Neben den breit in der Öffentlichkeit berichteten Leaks finden sich unter den BKA-Daten auch Details aus dem zypriotischen Firmenregister, die Einblicke über bisher unbekannte Firmenstrukturen geben. Die Beschaffung solcher Daten über Leaks zeigt, dass selbst innerhalb der EU der zwischenstaatliche Informationsaustausch nur unzureichend funktioniert.

Die Auswertung hinsichtlich Wirtschaftskriminalität und Geldwäsche aller Daten findet durch das BKA sowie in Steuersachen in Kooperation mit der Oberfinanzdirektion (OFD) Frankfurt/Main statt. Zuletzt war anlässlich des ersten Jahrestags der Veröffentlichung der Paradise Papers von ersten Ermittlungsergebnissen auf Basis der Leak-Daten in Deutschland berichtet worden und gleichzeitig eine größere Razzia bei der Deutschen Bank im Zusammenhang mit Offshore-Leaks in der Presse.

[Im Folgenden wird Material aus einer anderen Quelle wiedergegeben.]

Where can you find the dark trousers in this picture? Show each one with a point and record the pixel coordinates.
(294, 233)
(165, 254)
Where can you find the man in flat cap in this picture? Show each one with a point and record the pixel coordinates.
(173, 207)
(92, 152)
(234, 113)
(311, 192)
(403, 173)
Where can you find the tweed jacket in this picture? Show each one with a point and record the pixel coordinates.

In der Antwort auf die Kleine Anfrage verweigert die Bundesregierung Auskünfte zum Umfang und Charakter der Ermittlungen, gibt aber an, dass die eingesetzten Kräfte zuletzt reduziert wurden und in circa 1000 Fällen Daten in das In- und Ausland weitergegeben wurden. Ein systematischer Datenabgleich mit anderen Stellen wurde hingegen nicht durchgeführt. Die Bundesanstalt für Finanzdienstleistungsaufsicht (BaFin) hat nahezu keine Daten vom BKA erhalten, obwohl sie selber 2017 eine Prüfung deutscher Banken mit Blick auf die Panama Papers und geldwäscherechtliche Pflichten durchgeführt hatte.

Dazu erklärt Fabio De Masi, finanzpolitischer Sprecher der Fraktion DIE LINKE. im Bundestag:

"Es ist gut, wenn das BKA die Jagd nach Steuersündern und Geldwäschen unterstützt. Aber wir brauchen eine Bundesfinanzpolizei, die kriminalistische Expertise und Steuerfahnder zusammenbringt. So müsste nicht mit einzelnen Finanzämtern Daten getauscht werden und Ermittlungsergebnisse hingen nicht von dem Engagement einzelner Landesbehörden ab. Wir brauchen zudem mehr Personal. Jeder Steuerfahnder bringt etwa eine Million Euro im Jahr ein.

Auch funktioniert der Informationsaustausch international weiter nicht. Denn auch Daten aus EU-Staaten wie Zypern wurden offenbar über Leaks, nicht über die Finanzverwaltung beschafft. Die BaFin versagt überdies in ihrem Auftrag und interessiert sich nicht für die BKA-Daten. Es ist ein Witz, dass sie selber in ihrer Sonderprüfung 2017 allen deutschen Banken bezüglich der Panama Papers den Segen ausgesprochen hatte."